Let me quote one of my favorite examples. In Bombay, near nearly every local train counter which issues ID cards, stands a young entrepreneur with a pair of scissors, a bottle of glue and a two pocket (one for the ID card and the other for the monthly train pass) plastic wallet. And the reason - the space for the photograph on the ID card is smaller than any standard photo size, for which you need a pair of scissors. The Indian Railways does not provide glue and therefore the glue stick. And the young entrepreneur charges you the price of the plastic wallet. What did you just buy? The time and cost value of the additional trip you saved, the money you saved for that day's train ticket or just being frustrated at the thoughtlessness of the railway authorities. And you weren't even thinking of buying a plastic wallet which had its own utility. And that is a marketing act par excellence!!


(It is also an example of business model innovation where the product or service that is being sold is different from what is actually being bought by the customer and we will talk about it in a later post. Some may argue that it is just a product being sold with services wrapped around it, but the more nuanced thinking throws up more market opportunities in general).

Wednesday, April 30, 2008

Reclaiming the essence of Marketing

A blog dedicated to helping aspiring marketers understand the nuances, must begin its first post on defining marketing. I could have chosen the title of this post as simply 'Marketing Definition', but I feel that that over the years marketing has been diluted both by specialization driven by the business schools and organizational structures, and relegated many a times to a secondary role within companies. This is especially true in companies that primarily sell to other businesses (B2B), as against individual consumers.

So what is marketing in its essence, you ask?

Marketing is an integrative thought process that animates the organization from creation to delivery of products and/or services, and determines how best to capture their value from consumers who accept them as meeting their needs over that of competing offerings.
I hope I haven't scared you away :) Let me explain the rationale for the choice of the elements in the definition.

  • Integrative thought process: First and foremost, it is essential that we put 'thinking' back into marketing. Because that is what it is - thinking through the process of value creation - concept to delivery. Secondly, marketing by its very nature integrates all that the company needs to do or does (irrespective of function) into a promise that the consumer responds to favorably with his wallet.
  • Animates from creation to delivery: Just as life animates our body, marketing brings purpose and life to every facet of the organization through active collaboration. For example, with engineering on product design; with manufacturing on cost, quantity and quality; with finance on pricing, profitability and absolute profit; with sales on customer needs and new product introduction.
  • accept them as meeting their needs: Too many marketers lose sight of the qualifier - as accepted by the consumer.
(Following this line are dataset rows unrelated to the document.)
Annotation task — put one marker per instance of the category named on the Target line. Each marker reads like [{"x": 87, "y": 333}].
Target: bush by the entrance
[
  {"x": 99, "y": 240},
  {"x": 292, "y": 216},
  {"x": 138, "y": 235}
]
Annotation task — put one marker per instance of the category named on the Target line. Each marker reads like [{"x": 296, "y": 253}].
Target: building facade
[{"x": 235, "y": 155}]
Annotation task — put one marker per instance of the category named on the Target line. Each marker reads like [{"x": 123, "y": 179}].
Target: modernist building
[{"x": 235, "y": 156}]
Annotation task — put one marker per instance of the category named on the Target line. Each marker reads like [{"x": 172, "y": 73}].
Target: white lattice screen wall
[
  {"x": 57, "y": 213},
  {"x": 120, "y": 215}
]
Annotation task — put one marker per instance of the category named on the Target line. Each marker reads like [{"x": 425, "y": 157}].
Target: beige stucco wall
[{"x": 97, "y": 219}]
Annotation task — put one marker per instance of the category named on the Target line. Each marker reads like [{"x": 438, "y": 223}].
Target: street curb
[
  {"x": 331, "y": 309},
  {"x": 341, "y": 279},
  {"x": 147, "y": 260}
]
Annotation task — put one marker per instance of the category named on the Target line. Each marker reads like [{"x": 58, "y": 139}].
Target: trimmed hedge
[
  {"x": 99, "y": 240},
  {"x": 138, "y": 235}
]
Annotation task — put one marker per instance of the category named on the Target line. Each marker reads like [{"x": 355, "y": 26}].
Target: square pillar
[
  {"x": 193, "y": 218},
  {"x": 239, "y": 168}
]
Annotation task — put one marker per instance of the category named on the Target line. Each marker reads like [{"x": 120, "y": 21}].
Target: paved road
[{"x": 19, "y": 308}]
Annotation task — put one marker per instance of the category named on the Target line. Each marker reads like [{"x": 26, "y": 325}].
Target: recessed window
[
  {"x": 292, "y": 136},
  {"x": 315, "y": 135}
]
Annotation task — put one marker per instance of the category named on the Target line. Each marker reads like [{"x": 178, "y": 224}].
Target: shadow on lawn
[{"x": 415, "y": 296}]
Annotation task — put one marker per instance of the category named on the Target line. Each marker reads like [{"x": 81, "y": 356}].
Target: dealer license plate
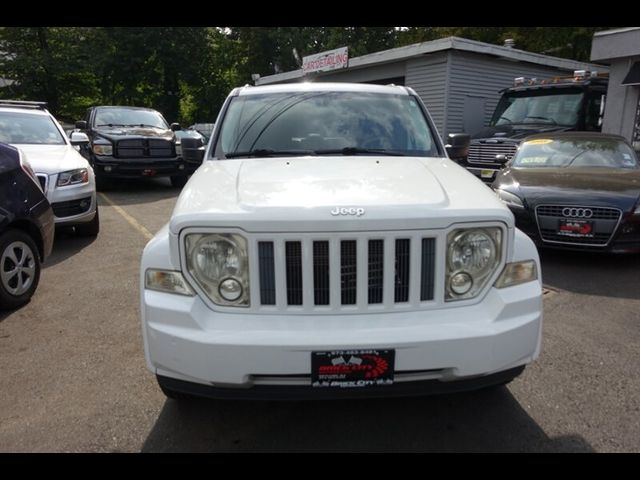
[
  {"x": 575, "y": 228},
  {"x": 352, "y": 368}
]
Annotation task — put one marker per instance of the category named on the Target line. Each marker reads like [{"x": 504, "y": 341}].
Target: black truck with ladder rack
[{"x": 535, "y": 106}]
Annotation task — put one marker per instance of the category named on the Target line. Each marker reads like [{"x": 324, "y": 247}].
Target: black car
[
  {"x": 26, "y": 229},
  {"x": 132, "y": 142},
  {"x": 575, "y": 190}
]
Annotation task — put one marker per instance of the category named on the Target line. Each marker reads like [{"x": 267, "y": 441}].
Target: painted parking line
[{"x": 134, "y": 223}]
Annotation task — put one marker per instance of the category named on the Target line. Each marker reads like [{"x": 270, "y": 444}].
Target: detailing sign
[{"x": 326, "y": 61}]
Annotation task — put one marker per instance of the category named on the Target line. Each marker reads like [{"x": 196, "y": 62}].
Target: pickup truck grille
[
  {"x": 144, "y": 148},
  {"x": 346, "y": 272},
  {"x": 485, "y": 153}
]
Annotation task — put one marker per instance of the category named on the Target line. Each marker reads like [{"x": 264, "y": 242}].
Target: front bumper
[
  {"x": 625, "y": 239},
  {"x": 187, "y": 341},
  {"x": 110, "y": 167},
  {"x": 72, "y": 204}
]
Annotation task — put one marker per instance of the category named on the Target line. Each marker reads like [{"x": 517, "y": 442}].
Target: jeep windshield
[
  {"x": 29, "y": 129},
  {"x": 129, "y": 117},
  {"x": 324, "y": 123},
  {"x": 539, "y": 107}
]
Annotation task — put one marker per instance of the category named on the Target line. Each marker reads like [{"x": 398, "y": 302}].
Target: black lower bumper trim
[{"x": 277, "y": 392}]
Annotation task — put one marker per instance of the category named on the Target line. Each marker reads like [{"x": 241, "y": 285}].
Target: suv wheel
[
  {"x": 89, "y": 229},
  {"x": 19, "y": 268}
]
The most sophisticated market research and psychographics would make no headway, if the consumer is unwilling to accept it as fulfilling his need.
  • Over competing offerings: You would be surprised how often businesses forget this very important part - you just have to be better than those competitors (including the 'status quo', the greatest competitor).

Over the life of this blog, this practioner hopes to go deeper into the practice of marketing as embodied in this definition. And in that journey, he hopes to rediscover some of the joys that first drew him to this profession.